Dickens, Barbe à papa de Philippe Delerm : ISSN 2607-0006
Jouant sur la métaphore "dévorer des livres", Philippe Delerm alterne descriptions ou anecdotes de souvenirs culinaires et de souvenirs de lectures. De même que la madeleine proustienne ressuscite toute l'enfance du narrateur, l'auteur développe dans ce court récit, des aliments qu'il associe à différents auteurs. Voici un exemple, intitulé "La lecture et l'anorexie " (p. 49):
"La chartreuse de Parme, Le Vicomte de Bragelonne, Monsieur de Camors, Le vicaire de Wakefield, La chronique de Charles IX, La terre, Lorenzaccio, Les Misérables... Voici quelques-uns des aliments dont se nourrit Juliette, la soeur aux longs cheveux de Colette. C'est un textes étrange qu'à écrit l'auteur de lLa maison de Claudine. Comme si parmi les sources vives de l'enfance, la fraîcheur de l'aube donnée en récompense, la sensualité des sources, des glycines, de l'abricot mûri sur l'espalier, il fallait qu'il y eût aussi un un lieu clos, une prison de fièvre. La chambre de Juliette. "J'avais douze ans, le langage et la manière d'un garçon intelligent, un peu bourru, mais la dégaine n'était pas garçonnière, à cause d'un corps déjà façonné fémininement, et surtout deux longues tresses". Ainsi se définit Colette sur le seuil de cette chambre à la fois familière et lointaine. cette phrase n'est pas sans équivoque. L'auteur y revendique d'emblée virilité et féminité mêlées. A l'âge où il faut choisir, elle aime trop la vie pour séparer. Si le début de la phrase marque sa singularité de sauvageonne, la fin, par chevelure longue interposée, fait de Juliette un double.
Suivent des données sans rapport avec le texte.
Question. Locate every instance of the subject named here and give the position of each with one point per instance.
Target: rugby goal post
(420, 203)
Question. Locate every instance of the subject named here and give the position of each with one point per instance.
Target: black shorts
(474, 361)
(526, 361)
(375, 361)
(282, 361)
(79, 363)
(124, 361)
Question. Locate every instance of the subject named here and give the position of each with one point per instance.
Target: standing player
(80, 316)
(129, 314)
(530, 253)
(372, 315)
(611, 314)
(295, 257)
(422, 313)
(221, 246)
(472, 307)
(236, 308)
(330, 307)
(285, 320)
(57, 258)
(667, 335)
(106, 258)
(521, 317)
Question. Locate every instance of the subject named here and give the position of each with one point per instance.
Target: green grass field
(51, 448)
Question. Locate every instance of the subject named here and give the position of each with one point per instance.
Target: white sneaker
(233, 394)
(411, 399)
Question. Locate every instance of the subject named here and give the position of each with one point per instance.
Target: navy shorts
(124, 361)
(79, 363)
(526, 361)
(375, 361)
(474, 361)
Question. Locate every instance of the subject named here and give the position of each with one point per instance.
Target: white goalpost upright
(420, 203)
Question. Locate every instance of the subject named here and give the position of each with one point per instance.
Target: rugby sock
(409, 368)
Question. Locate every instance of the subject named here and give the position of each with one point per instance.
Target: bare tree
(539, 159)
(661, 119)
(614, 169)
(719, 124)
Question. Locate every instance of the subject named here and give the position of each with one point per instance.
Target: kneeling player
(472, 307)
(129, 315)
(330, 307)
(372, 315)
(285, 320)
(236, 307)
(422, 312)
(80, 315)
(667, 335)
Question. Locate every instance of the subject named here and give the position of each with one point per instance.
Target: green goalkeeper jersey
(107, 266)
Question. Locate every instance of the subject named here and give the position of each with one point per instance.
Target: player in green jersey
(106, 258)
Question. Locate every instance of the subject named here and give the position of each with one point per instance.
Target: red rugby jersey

Qu'est-ce que Juliette ? Une enveloppe terrestre féminine qui se consume dans les livres jusqu'à la folie. Elle ne dort plus, ne mange plus, laisse refroidir indéfiniment la tasse de chocolat que Sido lui a préparé. A la fin, elle passe de l'autre côté du miroir, confond ses proches avec ses auteurs préférés qui viennent lui rendre visite dans son délire. comment ne pas penser que la jeune Sidonie Gabrielle Colette a dû être horrifiée autant qu'attirée par cette chambre absolue de lecture où Juliette s'est enfermée ? On dévore les livres, ou bien les livres vous dévorent. C'est une drogue effrayante et douce, un séduisant voyage. Colette l'a connu de trop près pour ne pas se sentir tentée. Une force en elle a donné sa réponse. On peut aussi manger la vie. Alors plus tard, peut-être, on en fera des livres."
Entre deux réminiscences d'instants de vie liées à la gastronomie, Delerm parle du style de Flaubert, dans L'éducation sentimentale, du travail du poète Carl Spitzweg, raconte des anecdotes sur Proust ou Dickens, fait aussi l'éloge d'Alain de Bottom. Si les textes ne présentent pas une égalité de qualité ou d'intérêt, selon les auteurs évoqués, Philippe Delerm arrive à nous faire partager ses plaisirs livresques et à faire ressurgir en nous, nos propres souvenirs d'enfance, que ce soit l'amour de la barbe à papa ou l'amour de Dickens...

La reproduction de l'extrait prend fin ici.